We walked out through the narthex and into the parking lot unencumbered by human interaction.
Church Shopping – Round Two (March 16, 2008)
After our experience a few weeks ago, it’s amazing I didn’t give up (oh yes, that reminds me, I can’t – I’m a pastor!). So this morning Sabine and I set out for another church in our area.
I mean we had to. It’s Palm Sunday and why not jump back into church with the crazy-perplexing nature of that complicated liturgy?
You may remember my reflections from a few weeks ago at another local parish. It was a cold morning then, ice on the parking lot and we should have known what was to come… The parking lot turned out to be warmer than the congregation.
So with some trepidation, off we went -- the devil may be persistent but why not fight back?
My gosh! Someone greeted us as soon as we came in.

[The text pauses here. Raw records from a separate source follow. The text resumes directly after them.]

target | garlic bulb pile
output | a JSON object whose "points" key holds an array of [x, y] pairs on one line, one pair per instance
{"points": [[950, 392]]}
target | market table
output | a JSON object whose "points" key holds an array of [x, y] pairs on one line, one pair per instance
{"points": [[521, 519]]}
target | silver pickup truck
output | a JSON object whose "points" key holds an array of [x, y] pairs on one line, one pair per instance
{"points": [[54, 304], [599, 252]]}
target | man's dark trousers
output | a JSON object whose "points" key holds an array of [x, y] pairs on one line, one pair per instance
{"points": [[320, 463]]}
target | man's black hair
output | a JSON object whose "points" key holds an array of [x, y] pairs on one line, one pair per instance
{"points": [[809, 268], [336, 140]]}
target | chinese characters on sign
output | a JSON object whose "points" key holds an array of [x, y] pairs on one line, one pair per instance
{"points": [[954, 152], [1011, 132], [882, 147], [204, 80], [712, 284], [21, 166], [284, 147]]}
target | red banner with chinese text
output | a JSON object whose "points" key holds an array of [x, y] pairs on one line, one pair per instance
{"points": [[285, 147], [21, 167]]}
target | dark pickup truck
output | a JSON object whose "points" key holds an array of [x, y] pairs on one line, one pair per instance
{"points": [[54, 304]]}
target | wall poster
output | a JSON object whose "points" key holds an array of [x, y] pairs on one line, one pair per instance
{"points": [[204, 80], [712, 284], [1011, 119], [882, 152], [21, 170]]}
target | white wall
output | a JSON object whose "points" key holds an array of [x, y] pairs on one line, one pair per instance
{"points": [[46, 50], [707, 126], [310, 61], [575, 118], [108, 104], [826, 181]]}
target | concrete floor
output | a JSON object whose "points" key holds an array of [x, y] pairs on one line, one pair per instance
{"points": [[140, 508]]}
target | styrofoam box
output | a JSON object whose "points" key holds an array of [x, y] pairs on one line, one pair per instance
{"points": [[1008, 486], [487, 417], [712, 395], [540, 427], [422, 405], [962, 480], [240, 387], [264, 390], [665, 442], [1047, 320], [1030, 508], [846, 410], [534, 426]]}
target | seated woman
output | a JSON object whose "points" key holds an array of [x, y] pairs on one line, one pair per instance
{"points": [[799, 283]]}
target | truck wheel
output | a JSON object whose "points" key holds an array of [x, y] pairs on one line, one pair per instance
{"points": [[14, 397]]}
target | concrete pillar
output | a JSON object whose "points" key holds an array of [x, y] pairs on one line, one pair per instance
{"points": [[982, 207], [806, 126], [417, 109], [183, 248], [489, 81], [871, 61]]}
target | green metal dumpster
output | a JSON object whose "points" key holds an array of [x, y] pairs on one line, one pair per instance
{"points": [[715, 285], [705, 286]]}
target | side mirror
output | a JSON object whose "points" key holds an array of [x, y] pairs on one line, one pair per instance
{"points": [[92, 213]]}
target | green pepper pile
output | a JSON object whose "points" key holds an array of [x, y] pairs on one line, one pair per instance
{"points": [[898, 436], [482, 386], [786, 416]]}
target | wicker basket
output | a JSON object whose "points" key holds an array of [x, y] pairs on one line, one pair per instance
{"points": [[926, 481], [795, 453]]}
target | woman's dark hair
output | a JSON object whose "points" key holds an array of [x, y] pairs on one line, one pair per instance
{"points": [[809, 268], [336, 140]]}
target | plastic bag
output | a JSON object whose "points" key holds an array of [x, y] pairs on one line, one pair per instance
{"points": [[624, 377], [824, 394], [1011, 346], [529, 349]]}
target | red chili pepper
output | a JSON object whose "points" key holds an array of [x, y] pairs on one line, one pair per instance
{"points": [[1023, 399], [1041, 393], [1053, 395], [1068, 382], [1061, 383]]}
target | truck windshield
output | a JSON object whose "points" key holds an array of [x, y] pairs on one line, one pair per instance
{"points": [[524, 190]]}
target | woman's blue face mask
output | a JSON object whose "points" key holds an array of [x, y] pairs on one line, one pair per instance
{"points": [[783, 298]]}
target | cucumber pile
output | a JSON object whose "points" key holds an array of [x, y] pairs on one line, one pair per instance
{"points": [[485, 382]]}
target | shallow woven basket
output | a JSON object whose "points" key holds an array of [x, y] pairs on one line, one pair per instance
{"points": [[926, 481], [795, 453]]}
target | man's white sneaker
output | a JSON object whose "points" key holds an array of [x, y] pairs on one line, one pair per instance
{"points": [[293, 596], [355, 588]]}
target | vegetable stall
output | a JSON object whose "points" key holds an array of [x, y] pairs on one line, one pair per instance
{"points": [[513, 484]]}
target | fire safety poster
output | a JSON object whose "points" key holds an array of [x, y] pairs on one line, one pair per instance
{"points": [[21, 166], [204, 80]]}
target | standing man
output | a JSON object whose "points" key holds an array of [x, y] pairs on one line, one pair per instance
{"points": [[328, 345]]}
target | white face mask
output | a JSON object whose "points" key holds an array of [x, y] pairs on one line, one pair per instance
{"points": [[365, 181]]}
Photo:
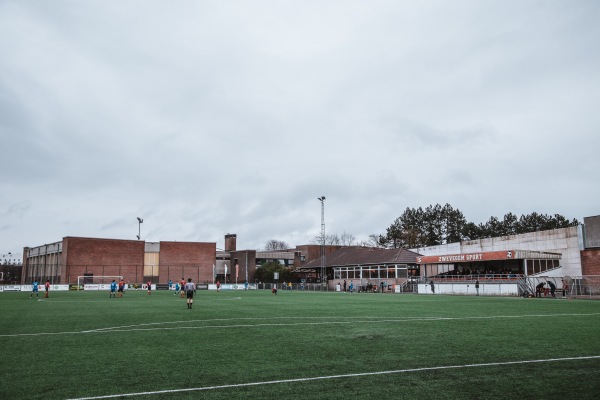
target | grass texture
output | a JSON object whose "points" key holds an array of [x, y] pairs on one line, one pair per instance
{"points": [[298, 345]]}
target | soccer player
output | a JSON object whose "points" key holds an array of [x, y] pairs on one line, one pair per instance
{"points": [[35, 289], [113, 289], [190, 289], [121, 288]]}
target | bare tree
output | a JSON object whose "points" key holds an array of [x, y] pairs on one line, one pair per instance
{"points": [[347, 239]]}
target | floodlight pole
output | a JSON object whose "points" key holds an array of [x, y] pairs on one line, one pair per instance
{"points": [[323, 276], [140, 220]]}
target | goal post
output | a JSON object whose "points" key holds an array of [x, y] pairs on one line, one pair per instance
{"points": [[97, 282]]}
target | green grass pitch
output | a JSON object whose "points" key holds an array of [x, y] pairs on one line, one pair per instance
{"points": [[298, 345]]}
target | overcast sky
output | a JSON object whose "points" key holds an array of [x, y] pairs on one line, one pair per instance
{"points": [[213, 117]]}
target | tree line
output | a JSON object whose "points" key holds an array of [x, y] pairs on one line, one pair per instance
{"points": [[436, 225]]}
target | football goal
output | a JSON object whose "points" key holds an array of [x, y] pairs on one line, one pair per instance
{"points": [[97, 282]]}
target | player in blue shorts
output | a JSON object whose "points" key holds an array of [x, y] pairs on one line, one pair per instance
{"points": [[35, 289]]}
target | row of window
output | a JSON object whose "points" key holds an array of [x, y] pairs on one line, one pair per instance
{"points": [[371, 272]]}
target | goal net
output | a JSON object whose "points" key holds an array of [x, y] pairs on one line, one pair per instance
{"points": [[87, 282]]}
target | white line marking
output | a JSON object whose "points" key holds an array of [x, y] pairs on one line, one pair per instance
{"points": [[316, 378], [350, 321]]}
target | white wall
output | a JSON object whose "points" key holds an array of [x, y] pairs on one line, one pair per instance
{"points": [[566, 241]]}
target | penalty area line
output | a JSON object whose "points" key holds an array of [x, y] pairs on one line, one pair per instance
{"points": [[317, 378]]}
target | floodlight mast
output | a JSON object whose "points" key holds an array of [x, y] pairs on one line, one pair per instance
{"points": [[323, 276], [140, 221]]}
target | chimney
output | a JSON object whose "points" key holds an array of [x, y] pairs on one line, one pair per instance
{"points": [[230, 242]]}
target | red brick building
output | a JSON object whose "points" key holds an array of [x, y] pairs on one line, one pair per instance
{"points": [[136, 261]]}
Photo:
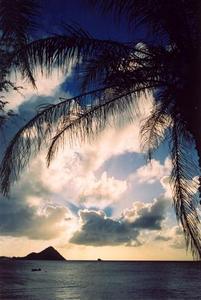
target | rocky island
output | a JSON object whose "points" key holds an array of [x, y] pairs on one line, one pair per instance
{"points": [[47, 254]]}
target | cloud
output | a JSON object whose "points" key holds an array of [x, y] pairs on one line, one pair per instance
{"points": [[19, 219], [152, 172], [98, 230], [147, 215], [102, 192]]}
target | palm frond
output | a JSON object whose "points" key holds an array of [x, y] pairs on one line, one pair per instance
{"points": [[162, 17], [82, 117], [185, 187]]}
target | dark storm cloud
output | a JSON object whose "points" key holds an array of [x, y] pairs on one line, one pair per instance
{"points": [[151, 217], [19, 218], [22, 220], [98, 230]]}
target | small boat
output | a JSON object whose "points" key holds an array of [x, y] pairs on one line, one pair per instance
{"points": [[36, 270]]}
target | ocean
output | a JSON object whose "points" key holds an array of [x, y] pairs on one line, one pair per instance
{"points": [[91, 280]]}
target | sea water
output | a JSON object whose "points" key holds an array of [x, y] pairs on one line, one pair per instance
{"points": [[91, 280]]}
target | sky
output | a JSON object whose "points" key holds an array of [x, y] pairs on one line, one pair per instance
{"points": [[98, 199]]}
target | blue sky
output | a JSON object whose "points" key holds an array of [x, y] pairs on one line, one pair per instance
{"points": [[95, 200]]}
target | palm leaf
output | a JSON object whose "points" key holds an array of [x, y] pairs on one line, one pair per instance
{"points": [[185, 188]]}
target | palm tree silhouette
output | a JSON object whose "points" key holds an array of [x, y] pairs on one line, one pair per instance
{"points": [[16, 22], [113, 76]]}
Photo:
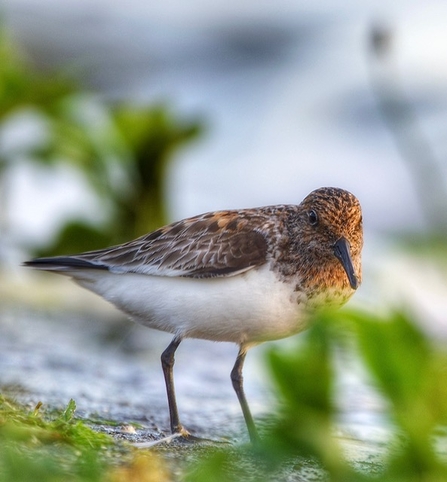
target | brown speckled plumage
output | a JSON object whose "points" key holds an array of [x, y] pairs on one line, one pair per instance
{"points": [[244, 276]]}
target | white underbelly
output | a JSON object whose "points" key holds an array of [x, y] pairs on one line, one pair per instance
{"points": [[249, 308]]}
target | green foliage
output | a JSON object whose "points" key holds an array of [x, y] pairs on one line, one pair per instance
{"points": [[121, 151], [58, 449], [407, 369]]}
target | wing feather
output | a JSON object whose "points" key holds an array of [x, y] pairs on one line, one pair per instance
{"points": [[216, 244]]}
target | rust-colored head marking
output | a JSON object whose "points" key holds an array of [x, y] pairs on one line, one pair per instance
{"points": [[332, 225]]}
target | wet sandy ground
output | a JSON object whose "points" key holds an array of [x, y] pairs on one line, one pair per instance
{"points": [[111, 368]]}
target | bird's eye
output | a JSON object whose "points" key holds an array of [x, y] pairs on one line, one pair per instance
{"points": [[313, 218]]}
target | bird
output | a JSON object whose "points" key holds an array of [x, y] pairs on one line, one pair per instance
{"points": [[244, 276]]}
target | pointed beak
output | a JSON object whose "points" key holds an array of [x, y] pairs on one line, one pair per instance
{"points": [[343, 254]]}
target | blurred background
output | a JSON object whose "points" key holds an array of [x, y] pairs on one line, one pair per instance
{"points": [[117, 117]]}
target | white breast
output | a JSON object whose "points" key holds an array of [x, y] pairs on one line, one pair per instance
{"points": [[249, 308]]}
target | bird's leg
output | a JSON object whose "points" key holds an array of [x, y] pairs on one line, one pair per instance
{"points": [[167, 363], [237, 380]]}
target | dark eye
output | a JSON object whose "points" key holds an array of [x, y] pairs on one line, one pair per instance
{"points": [[313, 218]]}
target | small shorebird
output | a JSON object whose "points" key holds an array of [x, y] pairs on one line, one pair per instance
{"points": [[243, 276]]}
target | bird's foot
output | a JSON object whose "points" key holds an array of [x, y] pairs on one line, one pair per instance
{"points": [[181, 435]]}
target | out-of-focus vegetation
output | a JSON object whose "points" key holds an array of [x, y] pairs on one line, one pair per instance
{"points": [[408, 370], [36, 446], [121, 150], [416, 151]]}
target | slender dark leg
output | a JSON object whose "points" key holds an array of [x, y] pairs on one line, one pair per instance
{"points": [[167, 363], [237, 380]]}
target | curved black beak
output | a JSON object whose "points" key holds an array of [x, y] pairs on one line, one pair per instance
{"points": [[343, 253]]}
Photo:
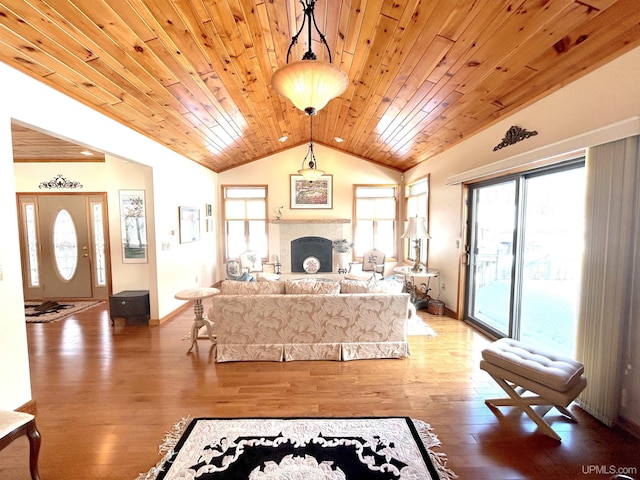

We enjoyed the “blended” worship service (overhead screen and traditional liturgy). But it’s all about the people isn’t it? You can have a dynamite worship service and it no one talks to the guests it really doesn’t matter, does it?
There was Holy Communion (thankfully) and lots of personal introductions and invites to coffee hour.
A lady with cancer and currently in chemotherapy came over and talked to Sabine (she knew). Later the pastor came over and remembered meeting us last year during the Black Earth-Mazomanie 5 mile run. They asked to put Sabine on their prayer list and gave her a warm hand-knitted prayer shawl to take home.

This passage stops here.